Computer Science Curricula 2001 and 2008

An ACM/IEEE-CS Task Force published Computer Science Curriculum 2001 (CS2001) in December 2001 with a modest update in December 2008. The 2001 recommendations were extensive.

  • CS2001 spanned 240 pages, identified 14 high-level "Knowledge Areas", and specified 132 detailed "Knowledge Units" covering 280 hours of class time.
  • Although CS2001 identified topics to be covered, the ACM/IEEE-CS Task Force did not want to dictate curricular structure, but rather to encourage schools to experiment with the organization of topics into courses.
  • CS2001 described a few hypothetical courses to illustrate possible ways to organize some topics, but these courses had not been implemented anywhere. Rather, the courses were designed primarily to stimulate discussion.

Computer Science Curricula 2013

In 2010, ACM and IEEE-CS appointed a new Task Force for the development of updated curricular recommendations. Following an extensive process, the Task Force published several interim drafts before issuing a final report. Each step built on the previous, with some important additions.

  • The Strawman Draft (February 2012) followed the general approach of CS2001, devoting 172 pages to an extensive listing of 18 Knowledge Areas and many individual Knowledge Units (with associated hours).
    • To maintain a central core and to allow some flexibility, the Strawman Draft divided important topics into Tier1 and Tier2 categories.
    • Tier1 topics were considered sufficiently important that they should be covered by all schools.
    • Tier2 topics were quite important, but not all of these topics were deemed essential for all schools. Rather schools were encouraged to cover about 80% of the Tier2 topics in their curricula.
  • The Ironman Draft (February 2013) refined the Strawman Draft and added two substantial elements.
    • About six Student Learning Objectives were added for each Knowledge Unit, providing a clearer statement of the level of mastery expected for various topics.
    • About 60 "Course Exemplars" were identified from courses being offered at schools around the country. The Ironman Draft explained, "These examplars are not meant to be prescriptive with respect to curricular design—they are not meant to define a standard curriculum for all institutions.
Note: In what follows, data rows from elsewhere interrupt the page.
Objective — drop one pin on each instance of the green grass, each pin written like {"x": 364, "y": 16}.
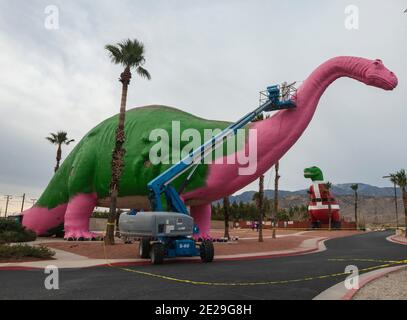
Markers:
{"x": 24, "y": 251}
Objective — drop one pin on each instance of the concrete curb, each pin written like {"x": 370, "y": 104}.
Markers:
{"x": 339, "y": 291}
{"x": 392, "y": 239}
{"x": 67, "y": 260}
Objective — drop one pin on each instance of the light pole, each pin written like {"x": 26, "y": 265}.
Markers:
{"x": 395, "y": 198}
{"x": 8, "y": 198}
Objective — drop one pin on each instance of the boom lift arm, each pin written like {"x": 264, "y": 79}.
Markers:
{"x": 274, "y": 100}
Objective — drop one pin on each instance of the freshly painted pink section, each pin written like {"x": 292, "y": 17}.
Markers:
{"x": 202, "y": 218}
{"x": 41, "y": 220}
{"x": 279, "y": 133}
{"x": 77, "y": 216}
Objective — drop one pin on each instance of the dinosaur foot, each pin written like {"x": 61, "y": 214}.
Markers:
{"x": 78, "y": 235}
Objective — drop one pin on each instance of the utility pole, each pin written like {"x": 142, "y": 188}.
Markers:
{"x": 22, "y": 203}
{"x": 395, "y": 197}
{"x": 8, "y": 198}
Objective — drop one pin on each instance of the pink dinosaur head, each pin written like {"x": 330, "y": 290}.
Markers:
{"x": 379, "y": 76}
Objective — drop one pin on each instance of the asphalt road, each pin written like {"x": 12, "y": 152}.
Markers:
{"x": 292, "y": 277}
Rather these course examplars are provided to give educators guidance on different ways that that portions of the Body of Knowledge may be organized into courses and to spur innovative thinking in future course design."
  • The Final Report 0.9 (Pre-release version) appeared in October 2013. In addition to refining details and wording, the report included five "Curricular Exemplars" to illustrate how the overall CS2013 recommendations might be mapped to complete, cohesive curricula.
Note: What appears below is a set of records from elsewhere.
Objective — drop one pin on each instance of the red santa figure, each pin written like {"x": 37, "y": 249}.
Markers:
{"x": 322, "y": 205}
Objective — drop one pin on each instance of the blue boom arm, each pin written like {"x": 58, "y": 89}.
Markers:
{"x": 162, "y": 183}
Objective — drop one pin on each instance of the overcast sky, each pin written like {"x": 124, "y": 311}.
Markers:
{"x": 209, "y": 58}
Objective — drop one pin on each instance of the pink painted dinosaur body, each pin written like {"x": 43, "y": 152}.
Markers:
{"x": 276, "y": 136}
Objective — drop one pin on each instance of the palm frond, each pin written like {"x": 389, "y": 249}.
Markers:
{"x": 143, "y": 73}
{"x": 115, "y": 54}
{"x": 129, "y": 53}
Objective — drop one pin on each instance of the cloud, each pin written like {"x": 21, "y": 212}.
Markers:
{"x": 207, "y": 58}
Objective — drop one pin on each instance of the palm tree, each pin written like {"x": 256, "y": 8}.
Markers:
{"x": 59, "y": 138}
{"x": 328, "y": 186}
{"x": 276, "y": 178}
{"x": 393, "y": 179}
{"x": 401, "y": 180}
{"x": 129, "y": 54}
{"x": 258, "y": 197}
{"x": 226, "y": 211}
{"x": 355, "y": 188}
Connections between Computer Science Curricula CS2013 and Grinnell's Computer Science Program

Computer science faculty members at Grinnell, while not being on the 2013 ACM/IEEE-CS Task, participated in extensive discussions with the Task Force. As a result, Grinnell's curriculum is described in two different sections of the Final Report 0.9.

  • Grinnell's multi-paradigm, three-course, introductory sequence (CSC 151, CSC 161, and CSC 207) are described as "course exemplars", starting on page 454 and extending for 8 pages.
  • Grinnell's overall curriculum is described as one of five overall "curriculum exemplars", starting on page 480 and extending for 12 pages.

CS2013 Learning Outcomes

Computer Science Curricula 2013 (CS2013) identifies an extensive list of learning outcomes for each Knowledge Unit to be covered in undergraduate computer science programs. For each learning outcome, CS2013 indicates a desired level of student mastery:

  • "Familiarity: The student understands what a concept is or what it means." [CS2013, p. 30]
  • "Usage: The student is able to use or apply a concept in a concrete way." [CS2013, p. 31]
  • "Assessment: The student is able to consider a concept from multiple viewpoints and/or justify the selection of a particular approach to solve a problem." [CS2013, p. 31]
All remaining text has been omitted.